Which is 3 RT threads of prios 60, 61 and 62 that are woken up at the
same time (on a 2 way CPU box), and each will try to run for 20ms every
100 ms.  The above output shows that on iteration 7, the 60 prio started
before the 61 prio and finished in 20ms (numbers above are in usecs).
And completed a gettimeofday loop 73,857 times. Which shows that it ran
without being preempted.  The 61 prio thread had to wait for the 60 prio
or 62 prio to finish before it was able to complete. This shows an
unbounded priority inversion WRT RT balancing.

With the patch applied, we never get this, but we may get the following:

  97:       22      40      37
 len:    20042   20040   20037
 loops:     50   73665   73674

Which shows on iteration 97, the 60 prio thread started before the other
two (wake up order may not be predictable with futex_wakeup, which might
be something else we look at).  But it also shows that the prio thread
61 was able to preempt the prio 60 (being pushed there).  The prio 60
thread was preempted and we see this because it only did 50 iterations
in the 20ms time it was given.
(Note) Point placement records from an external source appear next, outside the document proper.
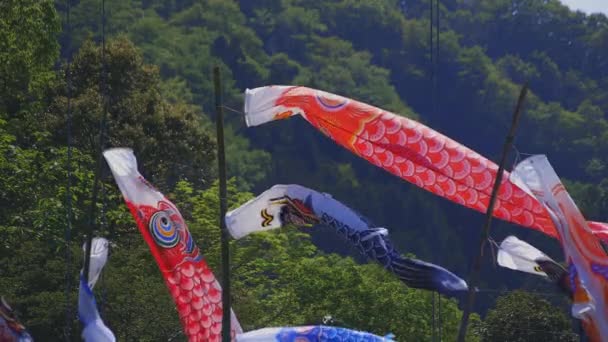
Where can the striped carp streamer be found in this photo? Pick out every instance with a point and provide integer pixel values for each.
(294, 204)
(403, 147)
(585, 256)
(94, 328)
(195, 291)
(316, 333)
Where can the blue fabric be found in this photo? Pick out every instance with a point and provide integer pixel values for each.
(322, 333)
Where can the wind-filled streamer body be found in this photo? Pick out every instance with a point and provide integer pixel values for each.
(196, 292)
(315, 333)
(403, 147)
(294, 204)
(94, 328)
(586, 258)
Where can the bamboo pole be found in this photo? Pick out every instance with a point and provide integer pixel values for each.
(474, 278)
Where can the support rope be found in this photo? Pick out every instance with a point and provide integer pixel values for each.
(102, 124)
(68, 188)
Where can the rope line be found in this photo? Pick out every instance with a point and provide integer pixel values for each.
(68, 188)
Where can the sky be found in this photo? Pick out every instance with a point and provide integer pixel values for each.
(588, 6)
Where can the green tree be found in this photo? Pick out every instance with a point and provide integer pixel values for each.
(168, 138)
(522, 316)
(28, 49)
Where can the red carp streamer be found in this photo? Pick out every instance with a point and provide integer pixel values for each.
(405, 148)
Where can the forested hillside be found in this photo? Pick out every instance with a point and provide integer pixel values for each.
(158, 62)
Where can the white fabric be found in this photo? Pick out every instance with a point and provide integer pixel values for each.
(260, 105)
(94, 329)
(99, 256)
(248, 218)
(519, 255)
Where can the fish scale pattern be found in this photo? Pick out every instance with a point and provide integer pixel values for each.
(191, 283)
(417, 154)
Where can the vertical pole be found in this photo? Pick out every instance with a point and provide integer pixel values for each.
(221, 159)
(68, 187)
(474, 278)
(102, 125)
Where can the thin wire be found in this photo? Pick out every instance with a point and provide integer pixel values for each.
(68, 188)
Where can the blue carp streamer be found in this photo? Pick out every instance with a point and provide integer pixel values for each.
(294, 204)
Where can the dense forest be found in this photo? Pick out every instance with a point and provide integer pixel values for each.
(157, 74)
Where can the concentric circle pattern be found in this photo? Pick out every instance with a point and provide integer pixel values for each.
(163, 230)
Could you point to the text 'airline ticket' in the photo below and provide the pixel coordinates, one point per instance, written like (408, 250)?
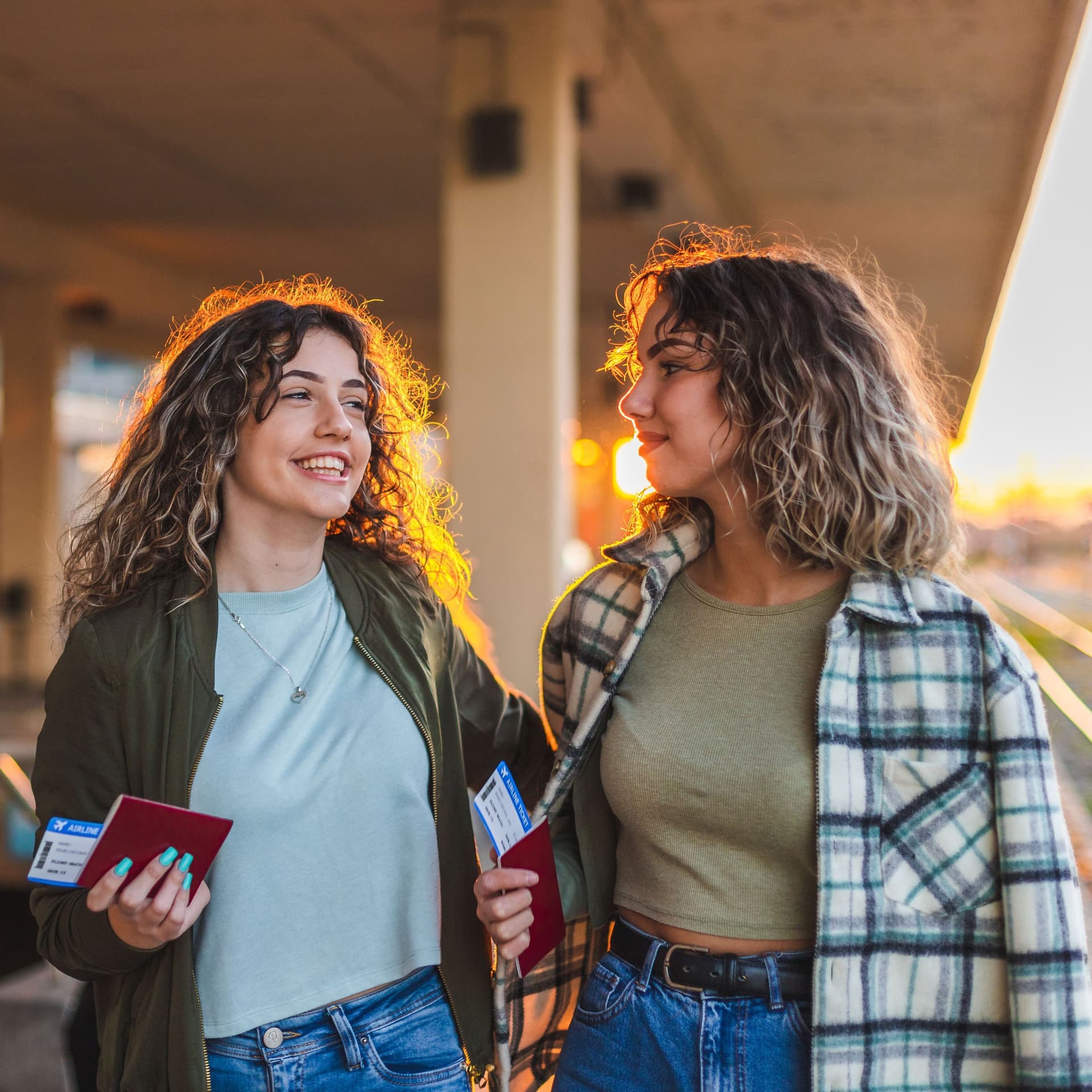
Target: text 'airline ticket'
(66, 846)
(502, 809)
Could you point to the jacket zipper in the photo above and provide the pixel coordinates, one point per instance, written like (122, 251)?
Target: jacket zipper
(193, 969)
(475, 1074)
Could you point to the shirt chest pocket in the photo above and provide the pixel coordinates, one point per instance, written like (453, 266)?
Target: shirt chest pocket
(938, 838)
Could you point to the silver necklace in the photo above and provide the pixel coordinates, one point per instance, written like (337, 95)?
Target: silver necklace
(299, 693)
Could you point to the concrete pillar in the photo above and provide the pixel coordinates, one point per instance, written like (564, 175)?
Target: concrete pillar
(509, 316)
(32, 346)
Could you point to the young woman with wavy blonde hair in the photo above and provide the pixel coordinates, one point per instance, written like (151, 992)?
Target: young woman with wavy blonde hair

Obviously, the prio 61 took it over.
This _is_ expected behavior of the test.

For the test, you can get the source code at:

  http://people.redhat.com/srostedt/rt/tests/rt-migrate-test.c

This version of the patch I separated the search algorithm (suggested by
Gregory Haskins) from the attaching the thread.

It stops the search when it finds a CPU with no RT task running.

I also added a loop in the finish_task_switch to keep doing pull_rt_task
until it no longer pushes any rt tasks off the queue.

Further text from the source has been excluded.